In a conversation elsewhere online, I wrote a response to a discussion about digital ‘addiction’ and whether or not being distracted (and distractible) by things like Facebook and texting was a symptom of addiction… it progressed a little to the stress caused to brains by screen flicker, which is where this begins:
I've read that research, too. I know that screen flicker is stimulating to brains, and there are, certainly a whole lot of people who don't understand the connection between their difficulty sleeping (or their chronic sleep deficit) and their daytime activity/stress levels.
But I, again, see this from a much broader perspective.
This is, to me, the fallout from a (sometimes intentionally) disconnected society. Families are split up into age groups at ever-earlier ages, now there is a movement afoot to 'make sure' all children are safely and 'correctly' cared for by moving them all into age-segregated daycares, a shift further back into infancy from the division of families created by mandatory, age-segregated public school. Some of this can be traced to child-labour laws, forcing kids out of the factories where they worked alongside their siblings and parents, some of it is intentionally-destabilizing people and making them easier to control (see Prussian army, c. 1700s) but a lot of it is ease of management for the staff --but the net effect is the same: families are fragmented at earlier and earlier ages. Does anyone know what the results of that are, for babies who are adapted to need a small handful of the same, steady people for the first 12-15 years of life to learn how to live in our complex cultures to form a stable sense of security within?
That lack of stable security is (sometimes intentionally) disrupted by the fragmentation of families, and results in insecure people: people who don't trust their instincts or their own needs, who often go for years and years without attempting to meet their needs, much less expecting to succeed at meeting them, self-loathing worriers who live in fear of being 'found out', who have no idea at all how to de-stress their own bodies or lives, who live in chronic stress, chronically overwhelmed, chronically insecure... who reach for things that make that insecurity feel further away for a while...

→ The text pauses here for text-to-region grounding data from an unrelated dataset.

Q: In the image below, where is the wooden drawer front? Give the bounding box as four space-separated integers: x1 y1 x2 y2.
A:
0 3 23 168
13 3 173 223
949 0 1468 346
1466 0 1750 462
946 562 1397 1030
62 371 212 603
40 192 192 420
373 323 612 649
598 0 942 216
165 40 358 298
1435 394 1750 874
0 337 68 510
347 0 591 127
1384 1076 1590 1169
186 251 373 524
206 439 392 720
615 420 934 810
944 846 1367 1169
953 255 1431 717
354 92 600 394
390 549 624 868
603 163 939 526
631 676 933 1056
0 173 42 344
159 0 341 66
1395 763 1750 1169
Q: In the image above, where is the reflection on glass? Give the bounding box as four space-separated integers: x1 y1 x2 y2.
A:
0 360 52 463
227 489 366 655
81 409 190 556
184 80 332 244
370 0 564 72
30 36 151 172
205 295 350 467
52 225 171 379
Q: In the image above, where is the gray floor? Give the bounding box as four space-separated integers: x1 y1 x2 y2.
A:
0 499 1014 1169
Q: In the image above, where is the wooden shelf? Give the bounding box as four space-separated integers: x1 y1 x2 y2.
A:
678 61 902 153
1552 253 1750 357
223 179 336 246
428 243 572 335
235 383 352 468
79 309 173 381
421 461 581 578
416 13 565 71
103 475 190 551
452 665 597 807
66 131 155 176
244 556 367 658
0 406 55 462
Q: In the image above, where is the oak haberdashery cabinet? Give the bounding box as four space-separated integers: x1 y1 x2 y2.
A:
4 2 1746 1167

And then we (culturally, technologically) offer them what people have NEVER been any good at handling: abundance. An over-abundance of choice (meaning, the stress of deciding from a 20-item menu adds to the stress of having 14 different size packages of differently-priced, different thickness and quality of toilet paper to choose from, along with 24/7 shopping online and in real life, 24/7 tv on 4000 channels, the non-stop internet and 24/7 live events and activities to do even in many very small towns...) means that, in very practical terms, there are no longer any natural limits. The sun NEVER goes down on what there is to choose from...
In fact, it's common now to run into people my age who simply do not understand 'we ran out' --at stores, restaurants, farms or system bandwidth. So accustomed we are to what looks to us like a 'never-ending supply' (sometimes of debt), it's ordinary for people to have a fit when the size they want is not available because there aren't any, they're so convinced there really are more somewhere but the annoying employee is too lazy to go get them...
The result looks like entitlement, but what it really is, I think, is just expecting there to be lots and lots of everything all the time because that's how life works, naturally, right?
But to the point of the wired world: there are no natural limits. It really simply never ends. The bottle never runs out, the well never runs dry, the opportunity to stay 'connected' at all times, for cheaper and cheaper access costs ... well, that's just the same as how people in Vietnam reacted when heroin was cheap and easier to get than food --who would turn down a hit that makes everything wonderful when without it life is pure stress 100% of the time?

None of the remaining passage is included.